This looks awesome. Regarding the Array parameter issue (which I'm really 
glad to see in the linter; this issue really tripped me up when learning 
Julia), if https://github.com/JuliaLang/julia/issues/6984 ever finds a 
resolution, it would be great to suggest that new syntax in the lint 
message. Then if the linter becomes common-place, beginners that have never 
heard of type variance will have a path to understanding.

On Sunday, September 14, 2014 1:38:50 AM UTC-4, Tony Fong wrote:
>
> That's a good question. They can be used together, obviously. I can easily 
> speak for Lint. The key trade-off made in Lint is that it does not strive 
> for very in-depth type analysis. The focus is finding dodgy AST, where it 
> is located in the source file, and with a bit of explanation around issues. 
> The analyses are done recursively in a very small neighborhood around each 
> node in the AST, although the locality issue has improved somewhat with the 
> new type-tracking ability. The "type guessing and tracking" could leverage 
> Typecheck.jl, only possible since about last week (with the new features), 
> and it's a very exciting prospect.
>
> Lint already provides functionality to return an array of lint messages 
> (from a file, a code snippet, or a module), so it could be used in IDE 
> integration I suppose.
>
> Tony
>
> On Sunday, September 14, 2014 10:08:09 AM UTC+7, Spencer Russell wrote:
>>
>> Any comments on how Lint.jl and @astrieanna's also-awesome TypeCheck.jl 
>> relate? Are you two working together, or are there different use cases for 
>> the two libraries?
>>
>>
>> peace,
>> s
>>  
>> On Sat, Sep 13, 2014 at 3:34 PM, Tony Fong <tony.h...@gmail.com> wrote:
>>
>>> Fellow Julians,
>>>
>>> I think it is time to post an update on Lint.jl 
>>> <https://github.com/tonyhffong/Lint.jl>, as it has improved quite a bit 
>>> from the initial version I started about 3 months ago.
>>>
>>> Notable new features
>>>
>>>    - Local variable type tracking, which enables a range of features, 
>>>    such as
>>>       - Variable type stability warning within a function scope.

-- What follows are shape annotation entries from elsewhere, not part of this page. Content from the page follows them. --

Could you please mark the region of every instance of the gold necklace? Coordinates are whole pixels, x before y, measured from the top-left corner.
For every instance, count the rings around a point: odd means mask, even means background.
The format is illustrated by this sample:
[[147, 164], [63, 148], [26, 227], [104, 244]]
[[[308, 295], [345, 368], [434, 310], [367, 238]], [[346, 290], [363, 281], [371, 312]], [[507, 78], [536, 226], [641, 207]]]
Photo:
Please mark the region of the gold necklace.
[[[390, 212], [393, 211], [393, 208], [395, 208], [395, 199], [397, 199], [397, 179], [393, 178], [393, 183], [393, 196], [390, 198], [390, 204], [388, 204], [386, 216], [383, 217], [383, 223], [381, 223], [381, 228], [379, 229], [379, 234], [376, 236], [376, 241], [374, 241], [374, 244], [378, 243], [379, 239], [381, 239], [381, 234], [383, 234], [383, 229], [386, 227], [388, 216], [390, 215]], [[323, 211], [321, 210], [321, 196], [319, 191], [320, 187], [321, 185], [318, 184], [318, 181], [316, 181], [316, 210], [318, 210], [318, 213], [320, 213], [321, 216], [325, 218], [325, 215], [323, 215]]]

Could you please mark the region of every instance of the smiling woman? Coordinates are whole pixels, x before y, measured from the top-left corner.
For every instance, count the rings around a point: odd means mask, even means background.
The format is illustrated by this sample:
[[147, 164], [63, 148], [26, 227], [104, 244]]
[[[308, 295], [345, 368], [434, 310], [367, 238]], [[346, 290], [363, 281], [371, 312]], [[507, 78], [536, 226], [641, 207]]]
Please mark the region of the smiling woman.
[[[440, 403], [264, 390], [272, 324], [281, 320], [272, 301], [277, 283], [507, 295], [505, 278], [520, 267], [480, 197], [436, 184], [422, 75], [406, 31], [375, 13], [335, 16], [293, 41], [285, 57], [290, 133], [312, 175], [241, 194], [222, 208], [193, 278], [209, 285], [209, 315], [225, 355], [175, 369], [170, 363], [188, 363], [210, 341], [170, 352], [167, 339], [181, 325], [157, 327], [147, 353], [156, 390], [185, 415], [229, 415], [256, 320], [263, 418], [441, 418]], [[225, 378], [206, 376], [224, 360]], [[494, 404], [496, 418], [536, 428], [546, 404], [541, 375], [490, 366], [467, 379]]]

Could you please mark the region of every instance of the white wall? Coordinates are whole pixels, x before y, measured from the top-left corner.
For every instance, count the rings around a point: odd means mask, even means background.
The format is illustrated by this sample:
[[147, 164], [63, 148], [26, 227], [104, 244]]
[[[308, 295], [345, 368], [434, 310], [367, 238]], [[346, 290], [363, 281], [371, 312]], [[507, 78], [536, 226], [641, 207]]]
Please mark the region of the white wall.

>>>       - Incompatibility between type assertion and assignment
>>>       - Omission of returning the constructed object in a type 
>>>       constructor
>>>       - Check the call signature of a selected set of methods with 
>>>       collection (push!, append!, etc.)
>>>    - More function checks, such as
>>>       - repeated arguments
>>>       - wrong signatures, e.g. f( x::Array{Number,1} )
>>>       - Mispelled constructor (calls new but the function name doesn't 
>>>       match the enclosing type)
>>>    - Ability to silence lint warning via lintpragma() function, e.g.
>>>       - lintpragma( "Ignore unstable type variable [variable name]" )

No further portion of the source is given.